UNA CIUDAD QUE TODAVÍA SE LLAMA PARÍS
Cualquiera diría que la tarde en que nos despedimos se definieron los siguientes veinte años de mi vida. No es cierto. Un parque del que no me acuerdo ni siquiera el nombre, un invierno desganado que no se tomaba en serio el trabajo de desanimar a la gente y dejarla sentada frente a los últimos televisores de tubo, una ciudad que todavía se llama París pero que bien podría haberse llamado de cualquier otra manera —ya que ese día no caminé junto al Sena ni sonreí dentro del Pompidou—, no hicieron más que decorar una decisión que había sido tomada mucho tiempo atrás. Hablo de décadas y quizás hasta de siglos. Fueron mis padres y mis abuelos y también los abuelos de mis abuelos, gente que no imaginaba nada de mí y que sin embargo trazó un camino del que no pude apartarme y al que siempre —ahora lo tengo claro— terminaré volviendo.

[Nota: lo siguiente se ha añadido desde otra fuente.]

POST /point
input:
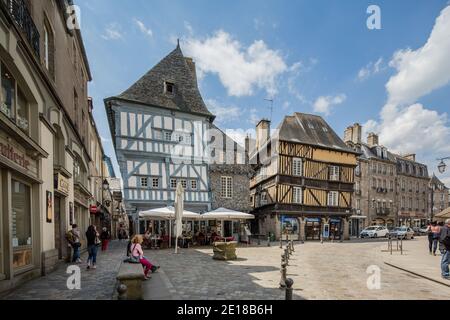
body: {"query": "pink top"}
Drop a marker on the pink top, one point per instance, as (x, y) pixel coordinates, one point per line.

Cuando la conocí supe que todo entre nosotros iba a pasar, más allá de lo que cualquiera de los dos intentara hacer para evitarlo. Supe también que no iba a durar y eso fue más fácil porque a esa altura ya había aprendido que el amor estaba hecho de muchas cosas pero más que nada de finitud. Pude prever la llegada de esa tarde en que ella iba a venir al parque con sus anteojos oscuros para disimular que había llorado, que iba a encender un cigarrillo atrás del otro para dejar ver que se quería morir. Casi que la escuché titubear al momento de pedirme que no insistiera, que eso iba a ser lo mejor para los dos. En cuanto la vi supe que iba a despertarme en un colchón sobre el piso, enredado con ella y las sábanas, que iba a pasar frío, hambre, que nos íbamos a emborrachar todas las veces que pudiéramos, que iba a fumar mucho, que las risas iban a terminar en tos, que me iba a confundir en ella y que iba a sufrir como se sufre pocas veces en la vida.
Fui yo el que se acercó, el que habló primero. Ella sonrió, dijo algo sobre mi acento, la manera en que pronunciaba. Mientras me disculpaba articulando lo mejor posible mi francés de escuela secundaria, la miré un segundo. No estoy seguro de cuántas cosas más supe en ese momento, sólo recuerdo que agradecí la oportunidad.
Pocos días después de esa tarde en el parque subí a un avión y volví a Buenos Aires. Al monoambiente donde me esperaba la misma mujer que había abandonado meses atrás. Ella tampoco se sorprendió al verme.